ElBruno.LocalLLMs 0.6.1

There is a newer version of this package available.
See the version list below for details.
dotnet add package ElBruno.LocalLLMs --version 0.6.1
                    
NuGet\Install-Package ElBruno.LocalLLMs -Version 0.6.1
                    
This command is intended to be used within the Package Manager Console in Visual Studio, as it uses the NuGet module's version of Install-Package.
<PackageReference Include="ElBruno.LocalLLMs" Version="0.6.1" />
                    
For projects that support PackageReference, copy this XML node into the project file to reference the package.
<PackageVersion Include="ElBruno.LocalLLMs" Version="0.6.1" />
                    
Directory.Packages.props
<PackageReference Include="ElBruno.LocalLLMs" />
                    
Project file
For projects that support Central Package Management (CPM), copy this XML node into the solution Directory.Packages.props file to version the package.
paket add ElBruno.LocalLLMs --version 0.6.1
                    
#r "nuget: ElBruno.LocalLLMs, 0.6.1"
                    
#r directive can be used in F# Interactive and Polyglot Notebooks. Copy this into the interactive tool or source code of the script to reference the package.
#:package ElBruno.LocalLLMs@0.6.1
                    
#:package directive can be used in C# file-based apps starting in .NET 10 preview 4. Copy this into a .cs file before any lines of code to reference the package.
#addin nuget:?package=ElBruno.LocalLLMs&version=0.6.1
                    
Install as a Cake Addin
#tool nuget:?package=ElBruno.LocalLLMs&version=0.6.1
                    
Install as a Cake Tool

ElBruno.LocalLLMs

NuGet NuGet Downloads Build Status License: MIT HuggingFace .NET GitHub stars Twitter Follow

Run local LLMs in .NET through IChatClient 🧠

Run local LLMs in .NET through IChatClient — the same interface you'd use for Azure OpenAI, Ollama, or any other provider.
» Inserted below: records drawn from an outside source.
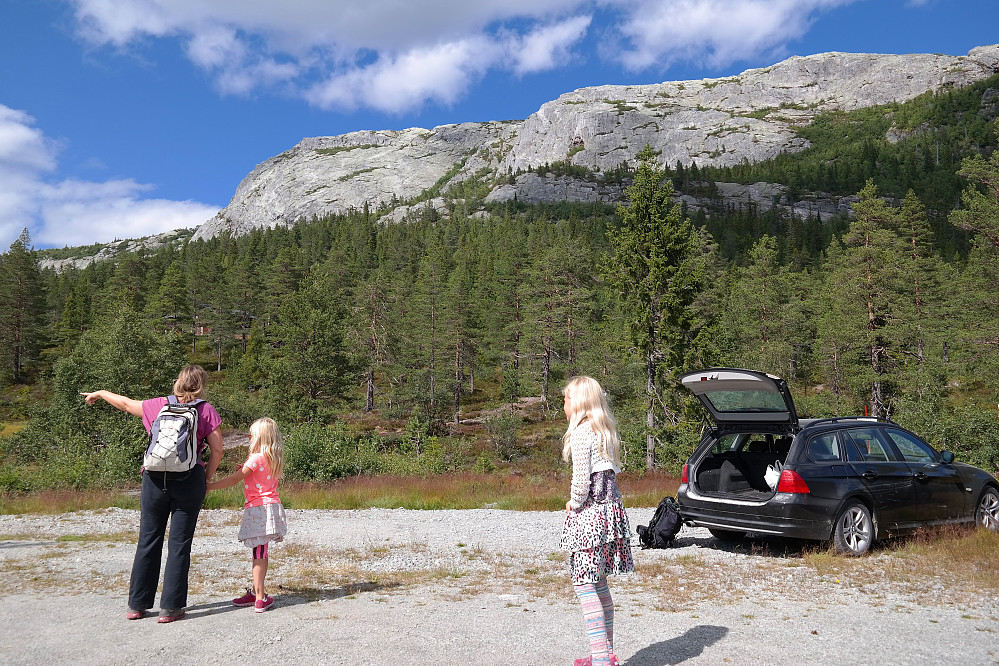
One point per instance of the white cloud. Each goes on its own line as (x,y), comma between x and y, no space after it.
(656,33)
(60,212)
(396,56)
(549,46)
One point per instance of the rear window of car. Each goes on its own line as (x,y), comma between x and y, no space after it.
(746,401)
(823,448)
(865,444)
(912,449)
(728,443)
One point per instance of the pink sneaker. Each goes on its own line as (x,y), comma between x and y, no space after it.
(263,604)
(247,599)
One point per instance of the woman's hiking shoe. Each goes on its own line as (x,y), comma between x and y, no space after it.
(170,615)
(247,599)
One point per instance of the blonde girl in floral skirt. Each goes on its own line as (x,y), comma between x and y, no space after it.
(596,531)
(263,516)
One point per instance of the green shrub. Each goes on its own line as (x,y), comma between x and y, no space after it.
(502,431)
(319,452)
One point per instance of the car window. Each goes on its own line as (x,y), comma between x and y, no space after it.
(823,448)
(746,401)
(913,450)
(865,444)
(728,443)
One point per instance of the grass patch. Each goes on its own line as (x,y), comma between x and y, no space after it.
(516,491)
(49,502)
(961,563)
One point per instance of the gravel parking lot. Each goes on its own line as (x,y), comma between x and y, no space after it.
(387,586)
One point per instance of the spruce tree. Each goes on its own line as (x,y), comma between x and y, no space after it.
(657,270)
(22,308)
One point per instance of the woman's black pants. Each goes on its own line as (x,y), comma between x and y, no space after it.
(166,496)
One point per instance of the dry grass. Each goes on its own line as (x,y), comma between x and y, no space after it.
(48,502)
(952,563)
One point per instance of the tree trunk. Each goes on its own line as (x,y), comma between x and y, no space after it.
(650,417)
(369,400)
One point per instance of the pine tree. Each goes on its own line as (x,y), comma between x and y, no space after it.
(22,307)
(311,368)
(759,318)
(658,270)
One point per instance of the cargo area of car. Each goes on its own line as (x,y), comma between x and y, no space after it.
(741,470)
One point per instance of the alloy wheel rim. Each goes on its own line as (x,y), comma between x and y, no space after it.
(989,511)
(856,530)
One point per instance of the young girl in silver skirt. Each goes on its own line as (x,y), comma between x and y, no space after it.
(263,516)
(596,531)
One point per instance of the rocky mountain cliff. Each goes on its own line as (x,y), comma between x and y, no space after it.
(720,122)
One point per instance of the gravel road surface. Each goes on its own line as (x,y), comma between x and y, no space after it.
(394,586)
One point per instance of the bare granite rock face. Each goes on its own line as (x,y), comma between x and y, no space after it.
(717,122)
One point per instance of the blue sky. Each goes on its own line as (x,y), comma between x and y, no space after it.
(124,118)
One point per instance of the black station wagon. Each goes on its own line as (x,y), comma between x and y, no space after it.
(850,481)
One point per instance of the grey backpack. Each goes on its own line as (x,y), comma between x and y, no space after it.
(173,438)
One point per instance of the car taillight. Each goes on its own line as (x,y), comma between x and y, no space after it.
(791,482)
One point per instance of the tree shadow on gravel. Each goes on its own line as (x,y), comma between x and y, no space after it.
(751,545)
(285,596)
(680,649)
(293,595)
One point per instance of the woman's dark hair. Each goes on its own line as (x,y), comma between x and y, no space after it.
(190,384)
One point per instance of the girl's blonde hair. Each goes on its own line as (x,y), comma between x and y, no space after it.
(266,439)
(190,383)
(589,404)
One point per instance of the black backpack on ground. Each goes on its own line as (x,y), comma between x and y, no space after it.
(666,523)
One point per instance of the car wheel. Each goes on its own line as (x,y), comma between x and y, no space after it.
(988,510)
(726,535)
(854,530)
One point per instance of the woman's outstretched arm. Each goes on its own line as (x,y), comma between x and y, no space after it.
(120,402)
(230,480)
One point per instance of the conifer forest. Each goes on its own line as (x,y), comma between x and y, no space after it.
(401,348)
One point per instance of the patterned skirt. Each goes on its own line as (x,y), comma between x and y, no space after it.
(598,536)
(262,524)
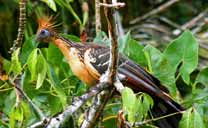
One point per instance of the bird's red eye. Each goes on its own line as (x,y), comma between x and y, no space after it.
(44,33)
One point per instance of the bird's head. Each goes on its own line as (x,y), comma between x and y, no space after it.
(46,30)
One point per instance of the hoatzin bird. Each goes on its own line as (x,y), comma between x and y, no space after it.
(88,61)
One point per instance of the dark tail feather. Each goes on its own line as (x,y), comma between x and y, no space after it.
(163,104)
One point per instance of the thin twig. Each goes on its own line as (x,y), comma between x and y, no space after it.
(19,90)
(61,119)
(137,124)
(114,5)
(97,17)
(112,32)
(96,109)
(22,23)
(193,21)
(155,11)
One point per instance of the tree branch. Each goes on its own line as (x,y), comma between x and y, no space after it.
(97,17)
(22,23)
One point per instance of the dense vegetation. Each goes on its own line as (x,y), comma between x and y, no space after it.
(48,81)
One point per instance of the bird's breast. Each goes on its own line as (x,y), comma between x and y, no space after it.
(79,68)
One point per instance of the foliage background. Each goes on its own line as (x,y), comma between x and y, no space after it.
(49,82)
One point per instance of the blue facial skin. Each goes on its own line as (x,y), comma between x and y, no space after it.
(43,36)
(44,33)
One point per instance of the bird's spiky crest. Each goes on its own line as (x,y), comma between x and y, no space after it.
(47,23)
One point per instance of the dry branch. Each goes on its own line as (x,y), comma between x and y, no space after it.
(22,23)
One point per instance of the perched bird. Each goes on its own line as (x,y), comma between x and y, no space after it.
(88,61)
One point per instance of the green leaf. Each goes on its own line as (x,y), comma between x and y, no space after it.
(32,63)
(15,63)
(133,50)
(123,41)
(101,38)
(183,50)
(16,116)
(54,55)
(191,119)
(161,68)
(51,4)
(129,103)
(41,71)
(202,77)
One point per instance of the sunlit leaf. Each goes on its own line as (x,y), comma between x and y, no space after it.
(16,116)
(129,103)
(15,63)
(202,77)
(191,119)
(133,49)
(51,4)
(32,63)
(41,71)
(161,68)
(183,50)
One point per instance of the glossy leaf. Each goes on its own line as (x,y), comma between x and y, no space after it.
(129,103)
(15,64)
(191,119)
(32,63)
(161,68)
(51,4)
(133,50)
(183,50)
(41,71)
(202,77)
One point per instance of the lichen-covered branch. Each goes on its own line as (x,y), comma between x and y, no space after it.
(22,23)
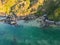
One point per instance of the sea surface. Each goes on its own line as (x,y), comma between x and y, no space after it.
(25,34)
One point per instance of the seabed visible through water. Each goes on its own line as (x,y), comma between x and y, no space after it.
(28,34)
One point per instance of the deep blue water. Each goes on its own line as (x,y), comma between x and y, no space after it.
(28,35)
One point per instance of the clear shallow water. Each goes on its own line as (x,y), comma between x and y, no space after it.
(28,35)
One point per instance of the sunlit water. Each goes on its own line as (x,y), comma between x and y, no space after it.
(28,35)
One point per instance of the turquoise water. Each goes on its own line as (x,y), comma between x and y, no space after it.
(28,35)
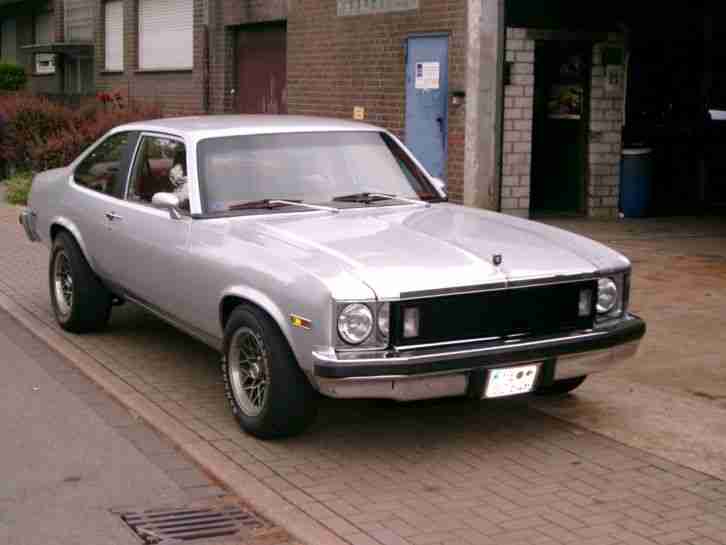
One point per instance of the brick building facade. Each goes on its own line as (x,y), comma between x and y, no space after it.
(337,62)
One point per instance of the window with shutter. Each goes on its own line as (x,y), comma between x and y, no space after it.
(166,34)
(114,35)
(8,41)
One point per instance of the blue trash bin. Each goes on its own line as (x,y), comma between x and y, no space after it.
(636,182)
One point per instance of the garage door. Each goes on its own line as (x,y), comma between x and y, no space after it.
(262,73)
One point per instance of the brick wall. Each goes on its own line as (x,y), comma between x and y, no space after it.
(518,115)
(606,118)
(238,12)
(336,63)
(176,92)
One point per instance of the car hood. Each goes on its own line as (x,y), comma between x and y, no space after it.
(399,250)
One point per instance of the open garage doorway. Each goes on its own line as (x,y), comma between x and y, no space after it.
(559,147)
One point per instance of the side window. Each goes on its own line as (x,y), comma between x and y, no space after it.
(100,171)
(160,167)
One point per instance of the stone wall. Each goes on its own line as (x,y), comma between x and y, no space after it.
(518,115)
(606,115)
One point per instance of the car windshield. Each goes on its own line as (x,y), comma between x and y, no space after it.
(319,167)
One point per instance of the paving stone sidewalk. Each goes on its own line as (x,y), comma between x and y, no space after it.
(445,472)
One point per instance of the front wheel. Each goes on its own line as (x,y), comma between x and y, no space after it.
(564,386)
(269,394)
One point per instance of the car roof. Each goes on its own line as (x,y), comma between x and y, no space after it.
(204,126)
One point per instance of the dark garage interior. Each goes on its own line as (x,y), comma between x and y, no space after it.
(676,90)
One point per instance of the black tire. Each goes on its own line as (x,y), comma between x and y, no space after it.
(89,306)
(289,403)
(560,387)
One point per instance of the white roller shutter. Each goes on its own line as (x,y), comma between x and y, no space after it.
(166,34)
(114,35)
(8,41)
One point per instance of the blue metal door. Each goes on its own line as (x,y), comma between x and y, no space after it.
(427,84)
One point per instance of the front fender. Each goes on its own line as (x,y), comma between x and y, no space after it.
(260,299)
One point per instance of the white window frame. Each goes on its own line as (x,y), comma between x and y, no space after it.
(113,37)
(166,35)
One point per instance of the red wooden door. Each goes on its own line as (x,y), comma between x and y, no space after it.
(262,69)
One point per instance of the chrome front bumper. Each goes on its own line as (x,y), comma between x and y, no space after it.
(424,374)
(27,220)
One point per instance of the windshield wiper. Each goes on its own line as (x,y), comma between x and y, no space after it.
(271,204)
(368,198)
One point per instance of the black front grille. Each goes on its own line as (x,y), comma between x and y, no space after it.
(538,310)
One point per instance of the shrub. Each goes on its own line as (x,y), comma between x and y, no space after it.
(12,77)
(37,134)
(18,188)
(62,147)
(25,122)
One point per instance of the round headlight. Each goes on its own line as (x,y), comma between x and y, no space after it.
(607,295)
(355,323)
(384,319)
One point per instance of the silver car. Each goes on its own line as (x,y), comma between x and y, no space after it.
(318,256)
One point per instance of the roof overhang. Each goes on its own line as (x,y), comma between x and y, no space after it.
(74,49)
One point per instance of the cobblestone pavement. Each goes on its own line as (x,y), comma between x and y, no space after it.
(445,472)
(80,455)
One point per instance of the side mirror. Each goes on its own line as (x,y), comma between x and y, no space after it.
(440,186)
(168,201)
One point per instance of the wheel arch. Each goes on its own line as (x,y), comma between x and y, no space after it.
(61,224)
(237,296)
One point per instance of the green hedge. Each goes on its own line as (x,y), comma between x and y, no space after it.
(12,77)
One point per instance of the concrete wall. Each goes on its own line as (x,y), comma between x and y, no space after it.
(606,118)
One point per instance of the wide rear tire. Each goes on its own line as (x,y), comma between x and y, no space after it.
(80,301)
(269,394)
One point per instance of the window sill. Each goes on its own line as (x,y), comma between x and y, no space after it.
(165,70)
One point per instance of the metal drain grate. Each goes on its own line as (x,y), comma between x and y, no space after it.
(167,526)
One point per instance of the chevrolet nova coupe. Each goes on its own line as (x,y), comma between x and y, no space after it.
(319,257)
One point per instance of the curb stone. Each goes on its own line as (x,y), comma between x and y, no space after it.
(261,497)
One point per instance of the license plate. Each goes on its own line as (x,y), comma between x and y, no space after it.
(509,381)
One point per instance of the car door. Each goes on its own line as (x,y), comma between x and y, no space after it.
(97,183)
(152,242)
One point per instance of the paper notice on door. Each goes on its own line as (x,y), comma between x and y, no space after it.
(427,75)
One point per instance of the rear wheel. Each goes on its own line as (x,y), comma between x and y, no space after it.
(563,386)
(269,394)
(80,301)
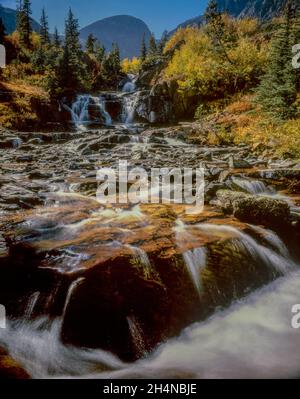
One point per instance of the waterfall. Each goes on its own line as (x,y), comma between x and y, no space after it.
(130,86)
(81,111)
(32,301)
(276,262)
(129,108)
(71,291)
(37,346)
(252,186)
(195,261)
(136,336)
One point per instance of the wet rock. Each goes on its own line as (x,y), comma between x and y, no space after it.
(277,174)
(236,163)
(153,108)
(269,212)
(10,369)
(211,190)
(10,142)
(24,158)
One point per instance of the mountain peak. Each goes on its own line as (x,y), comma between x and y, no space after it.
(125,30)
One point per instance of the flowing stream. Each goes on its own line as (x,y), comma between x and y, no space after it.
(249,335)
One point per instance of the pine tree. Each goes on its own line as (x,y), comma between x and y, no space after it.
(24,22)
(100,52)
(56,39)
(278,89)
(2,31)
(162,43)
(143,48)
(71,71)
(44,30)
(296,35)
(90,44)
(215,27)
(152,46)
(112,68)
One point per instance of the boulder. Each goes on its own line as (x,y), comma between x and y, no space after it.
(269,212)
(235,163)
(10,369)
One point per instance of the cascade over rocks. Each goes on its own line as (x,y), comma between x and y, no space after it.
(269,212)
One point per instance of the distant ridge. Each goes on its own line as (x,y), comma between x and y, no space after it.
(9,17)
(263,9)
(125,30)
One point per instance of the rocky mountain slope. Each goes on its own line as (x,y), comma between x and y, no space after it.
(264,9)
(8,16)
(124,30)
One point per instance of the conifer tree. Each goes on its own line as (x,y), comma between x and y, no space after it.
(2,32)
(143,48)
(90,44)
(56,38)
(24,22)
(215,27)
(44,30)
(277,91)
(71,71)
(152,46)
(162,43)
(100,52)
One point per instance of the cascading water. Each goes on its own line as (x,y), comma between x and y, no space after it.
(130,86)
(246,340)
(84,106)
(136,336)
(195,260)
(129,108)
(253,186)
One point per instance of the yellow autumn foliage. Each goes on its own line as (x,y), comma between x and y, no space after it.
(200,69)
(131,66)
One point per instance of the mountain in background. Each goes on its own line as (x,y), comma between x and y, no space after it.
(124,30)
(190,22)
(9,17)
(263,9)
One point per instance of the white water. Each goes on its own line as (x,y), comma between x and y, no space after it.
(195,261)
(80,110)
(129,108)
(252,339)
(253,186)
(130,86)
(136,336)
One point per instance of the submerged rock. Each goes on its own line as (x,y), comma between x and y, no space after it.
(269,212)
(10,369)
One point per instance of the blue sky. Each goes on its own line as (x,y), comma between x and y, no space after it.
(158,14)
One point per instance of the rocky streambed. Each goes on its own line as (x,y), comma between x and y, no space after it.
(109,285)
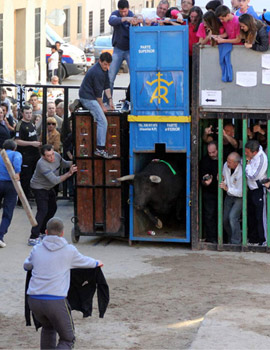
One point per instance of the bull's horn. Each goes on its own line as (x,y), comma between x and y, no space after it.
(154,178)
(125,178)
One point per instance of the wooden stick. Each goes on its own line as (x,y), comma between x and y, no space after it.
(18,188)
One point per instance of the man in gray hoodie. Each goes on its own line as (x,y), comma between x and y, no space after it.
(45,178)
(50,262)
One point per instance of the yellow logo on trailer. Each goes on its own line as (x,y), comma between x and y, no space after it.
(157,93)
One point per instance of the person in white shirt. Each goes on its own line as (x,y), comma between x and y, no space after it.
(256,169)
(232,185)
(53,62)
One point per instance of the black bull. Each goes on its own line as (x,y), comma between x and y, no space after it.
(158,191)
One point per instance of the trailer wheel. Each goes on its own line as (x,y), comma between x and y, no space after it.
(74,237)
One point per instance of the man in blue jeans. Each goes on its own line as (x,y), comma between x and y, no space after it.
(120,20)
(94,83)
(232,185)
(7,190)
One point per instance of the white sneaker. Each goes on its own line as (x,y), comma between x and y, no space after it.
(33,241)
(2,244)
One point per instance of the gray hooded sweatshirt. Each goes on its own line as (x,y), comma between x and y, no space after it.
(50,262)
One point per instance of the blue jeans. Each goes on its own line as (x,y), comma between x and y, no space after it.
(8,192)
(118,57)
(46,208)
(231,218)
(99,117)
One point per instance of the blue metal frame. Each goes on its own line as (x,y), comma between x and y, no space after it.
(159,50)
(159,69)
(133,149)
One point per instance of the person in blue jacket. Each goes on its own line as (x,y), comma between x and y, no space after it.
(245,8)
(120,20)
(265,18)
(7,191)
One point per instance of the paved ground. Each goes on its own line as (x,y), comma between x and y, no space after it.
(162,296)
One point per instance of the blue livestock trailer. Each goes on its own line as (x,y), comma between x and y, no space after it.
(160,120)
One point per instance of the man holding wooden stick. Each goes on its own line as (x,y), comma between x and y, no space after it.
(7,190)
(45,178)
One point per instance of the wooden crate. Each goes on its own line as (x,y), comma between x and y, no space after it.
(100,202)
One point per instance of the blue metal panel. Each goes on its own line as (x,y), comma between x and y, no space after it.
(159,70)
(145,135)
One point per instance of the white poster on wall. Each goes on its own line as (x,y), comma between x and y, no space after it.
(211,98)
(266,76)
(246,79)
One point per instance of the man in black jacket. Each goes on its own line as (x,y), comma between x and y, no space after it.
(94,83)
(209,171)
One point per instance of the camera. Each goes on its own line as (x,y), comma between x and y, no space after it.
(214,130)
(264,181)
(206,177)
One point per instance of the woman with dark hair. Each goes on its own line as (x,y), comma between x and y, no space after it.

Powered by ONNX Runtime GenAI.

Features

  • 🔌 IChatClient implementation — seamless integration with Microsoft.Extensions.AI
  • 📦 Automatic model download — models are fetched from HuggingFace on first use
  • 🚀 Zero friction — works out of the box with sensible defaults (Phi-3.5 mini)
  • 🖥️ Multi-hardware — CPU, CUDA, and DirectML execution providers
  • 💉 DI-friendly — register with AddLocalLLMs() in ASP.NET Core
  • 🔄 Streaming — token-by-token streaming via GetStreamingResponseAsync
  • 📊 Multi-model — switch between Phi-3.5, Phi-4, Qwen2.5, Llama 3.2, and more
  • 🎯 Fine-tuned models — pre-trained Qwen2.5 variants for tool calling and RAG (guide)

Installation

dotnet add package ElBruno.LocalLLMs

Then add one runtime package depending on your target hardware:

# 🖥️ CPU (works everywhere — required for CPU-only apps):
dotnet add package Microsoft.ML.OnnxRuntimeGenAI

# 🟢 NVIDIA GPU (CUDA):
dotnet add package Microsoft.ML.OnnxRuntimeGenAI.Cuda

# 🔵 Any Windows GPU — AMD, Intel, NVIDIA (DirectML):
dotnet add package Microsoft.ML.OnnxRuntimeGenAI.DirectML

⚠️ Add exactly one runtime package. Do not reference both Microsoft.ML.OnnxRuntimeGenAI and Microsoft.ML.OnnxRuntimeGenAI.Cuda simultaneously — the native binaries conflict and GPU support will silently fail.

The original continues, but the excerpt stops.